# what exactly does "PRICES FROM 100 EURO PER ROOM PER NIGHT" actually mean?



## landlord (28 Feb 2011)

I have a major gripe from an advertisment on a major Irish hotel's internet website.
They quote " SPECIAL OFFERS, Description : one night bed and breakfast with evening meal. Prices from 100 euro per room".
This means to me that at some time in the year you should be able to avail of this offer at that price. The price on their website all through the year is considerably higher than this and when the reservation manager phoned me back, she confirmed that they cant give me this offer at any time in the year, because prices from 100 Euro means that they will always be above 100 Euro. 
I asked her why not then advertise prices from 1 Euro per night per room and she didnt have an answer except that all the other hotels are advertising in this way. Is this true??? Can they get away with it? I would have thought that, "prices from 100 Euro" means they start at that price. 
Sure, I can vote with my feet and go elsewhere, but we were given vouchers for this particular hotel.


----------



## PetrolHead (28 Feb 2011)

Are you sure the issue isn't the fact that the €100 room offer is just not available if you are paying with vouchers? Exclusions like this would be common practice in all forms of business.


----------



## landlord (28 Feb 2011)

They dont know I intend to pay with vouchers.......I never mentioned it to them.


----------



## Mpsox (28 Feb 2011)

If you believe this is misleading advertising, then there is a good link here as to what your options are
[broken link removed]

An alternative might be to contact someone like Conor Pope in the Irish Times or on the Ray D'Arcy show on Today FM, as this sounds like the kind of thing he's like to get his teeth into


----------



## landlord (28 Feb 2011)

Mpsox said:


> If you believe this is misleading advertising, then there is a good link here as to what your options are
> [broken link removed]
> 
> An alternative might be to contact someone like Conor Pope in the Irish Times or on the Ray D'Arcy show on Today FM, as this sounds like the kind of thing he's like to get his teeth into


 
RE your link.....I just spoke to a lady in the National comsumer agency who agreed with me and has forwarded it to the "commercial practices division" where it will be investigaged. Unfortunately they will not contact me with their decision.


----------



## landlord (28 Feb 2011)

Am i allowed to show the advert/hotel/website here just to see if I am mistaken?


----------



## horusd (28 Feb 2011)

landlord said:


> RE your link.....*I just spoke to a lady in the National comsumer agency who agreed with me and has forwarded it to the "commercial practices division" where it will be investigaged.* Unfortunately they will not contact me with their decision.


 
Nice one landlord. That kind of advertisement would really bug me too.


----------



## PetrolHead (1 Mar 2011)

landlord said:


> Am i allowed to show the advert/hotel/website here just to see if I am mistaken?

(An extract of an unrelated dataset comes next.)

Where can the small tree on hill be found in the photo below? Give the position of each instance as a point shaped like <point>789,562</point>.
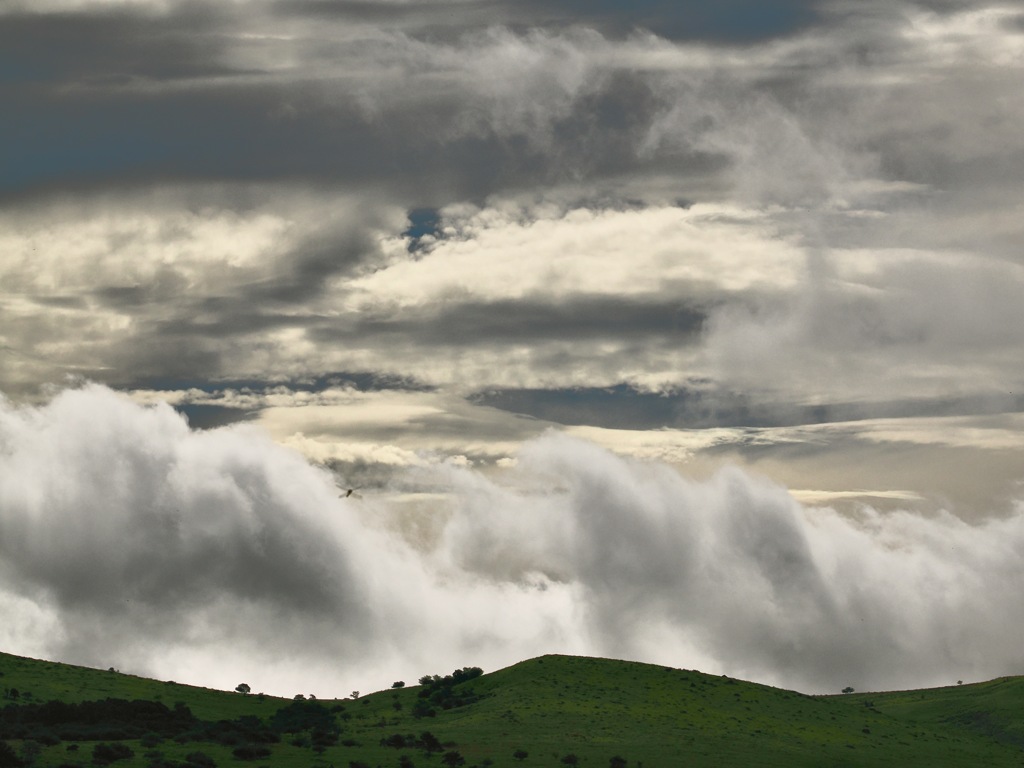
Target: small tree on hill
<point>8,758</point>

I'd be interested to read through the website from a purely academic POV.


----------



## Mpsox (1 Mar 2011)

landlord said:


> RE your link.....I just spoke to a lady in the National comsumer agency who agreed with me and has forwarded it to the "commercial practices division" where it will be investigaged. Unfortunately they will not contact me with their decision.


 
Pity they won't ley you know, but you should contact the hotel and let them know you've done it as well, and see what their reaction will be


----------



## Brendan Burgess (1 Mar 2011)

landlord said:


> Am i allowed to show the advert/hotel/website here just to see if I am mistaken?



Yes.


----------



## foxylady (1 Mar 2011)

landlord said:


> I have a major gripe from an advertisment on a major Irish hotel's internet website.
> They quote " SPECIAL OFFERS, Description : one night bed and breakfast with evening meal. Prices from 100 euro per room".
> This means to me that at some time in the year you should be able to avail of this offer at that price. The price on their website all through the year is considerably higher than this and when the reservation manager phoned me back, she confirmed that they cant give me this offer at any time in the year, because prices from 100 Euro means that they will always be above 100 Euro.
> I asked her why not then advertise prices from 1 Euro per night per room and she didnt have an answer except that all the other hotels are advertising in this way. Is this true??? Can they get away with it? I would have thought that, "prices from 100 Euro" means they start at that price.
> Sure, I can vote with my feet and go elsewhere, but we were given vouchers for this particular hotel.


 

These type of ads really get my goat and personally they should not be allowed because in alotof cases the from price never exists - just look at all the car scrappage deals out there and holiday and flight ads. They never have the price advertised from as there are almost always some type of extras.


----------



## PetrolHead (1 Mar 2011)

foxylady said:


> These type of ads really get my goat and personally they should not be allowed because in alotof cases the from price never exists - just look at all the car scrappage deals out there and holiday and flight ads. They never have the price advertised from as there are almost always some type of extras.




Personally I have no issue with these type of ads so long as they stay on the right side of the law. I see it as a kind of game between the company and the consumer. That's why I'd be interested in seeing the hotel website discussed above. 

BTW - Mods, I understand you like to keep these fora tidy but 'Travel and Accommodation in Ireland' as opposed to Consumer Rights Issues? Really?


----------